Blight kills trees by producing oxalic acid. Wheat has a natural defense against oxalic acid; the plant can break it down into benign components. It turns out that a single gene is responsible for that function, and inserting  that single gene into the American chestnut genome made the tree resistant.  

Over the past year, I’ve written quite a bit in this column about genetically modified organisms (GMOs), and I’m going to put that issue on the shelf for a while. But I couldn’t do it without mentioning the blight-resistant American chestnut, because it’s everything that the GMOs now in our food supply are not. It wasn’t created for personal profit or for the benefit of corporations or farmers. It contributes to a wholesome, healthful diet. And it’s intended solely for the public good.

There has been an effort — ongoing in the 100 years since the blight — to create blight-resistant American chestnuts by cross-breeding with Chinese chestnuts, and the American Chestnut Foundation has had some success on that front, but it hasn’t yet achieved its goal. Powell told me he’s glad others are taking a different approach, because having the trees from both programs out there in the forest would increase the genetic diversity and the chance that American chestnuts will thrive. (Chinese chestnut trees can grow in some parts of the country, but they don’t have the cold-resistance for the American chestnut’s range, and they grow wide rather than tall, making them ill-suited for forests.) 

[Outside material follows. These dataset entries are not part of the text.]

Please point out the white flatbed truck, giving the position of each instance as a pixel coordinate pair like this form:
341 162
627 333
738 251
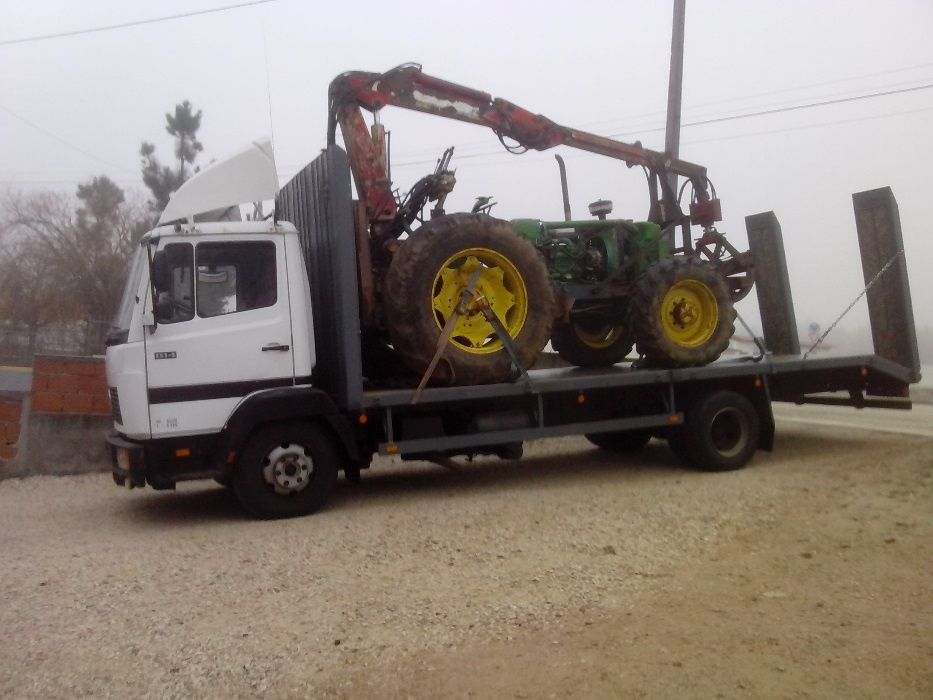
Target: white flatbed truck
236 357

Powell and Maynard anticipate that getting approval from the USDA, FDA and EPA will take at least five years, and they’re spending that time trying to raise 10,000 blight-resistant chestnut seedlings. (They’re trying to raise money, too, and donations are welcome.) When the approvals are in, those 10,000 will be the American chestnut’s re-introduction into our lives.

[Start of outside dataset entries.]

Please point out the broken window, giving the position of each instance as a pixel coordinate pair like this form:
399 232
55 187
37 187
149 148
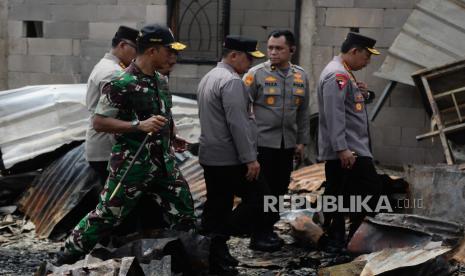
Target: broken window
33 29
202 25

Repopulating our woods — and even our yards, our commons and our courthouse lawns — with American chestnuts would put a versatile, nutritious, easily harvested food source within reach of just about everyone. For those living on the margins, it could be a very real hedge against want. For everyone, it could be a hedge against distancing ourselves from our food, which can be the first step toward a diet low in the whole foods that virtually every public health authority tells us we should eat more of.

That we no longer have to procure all our food ourselves, settler-style, is a good thing. The need to do it, day in and day out, undoubtedly put the “grim” in Pilgrim. But procuring some of that food firsthand might bring home the message of Thanksgiving, a celebration of the bounty that we eat.  It is with profound satisfaction that my husband, Kevin, and I populate our Thanksgiving table and feed our family with the oysters we grow, the venison we shoot and the fish we catch. We’ve got peppers, squash and herbs in the freezer. We’ll have pâté from our chickens’ livers and stock from our turkeys’ bones.  Pies will be made with our eggs, crusts with our lard. 

Most people don’t have the time or flexibility to hunt, gather and grow all those things, and even one or two of them can be a stretch. But almost everyone could take the kids into the woods one beautiful fall weekend to gather chestnuts. This Thanksgiving, I hope you’ll join me in congratulating the scientists who are working hard to make it possible.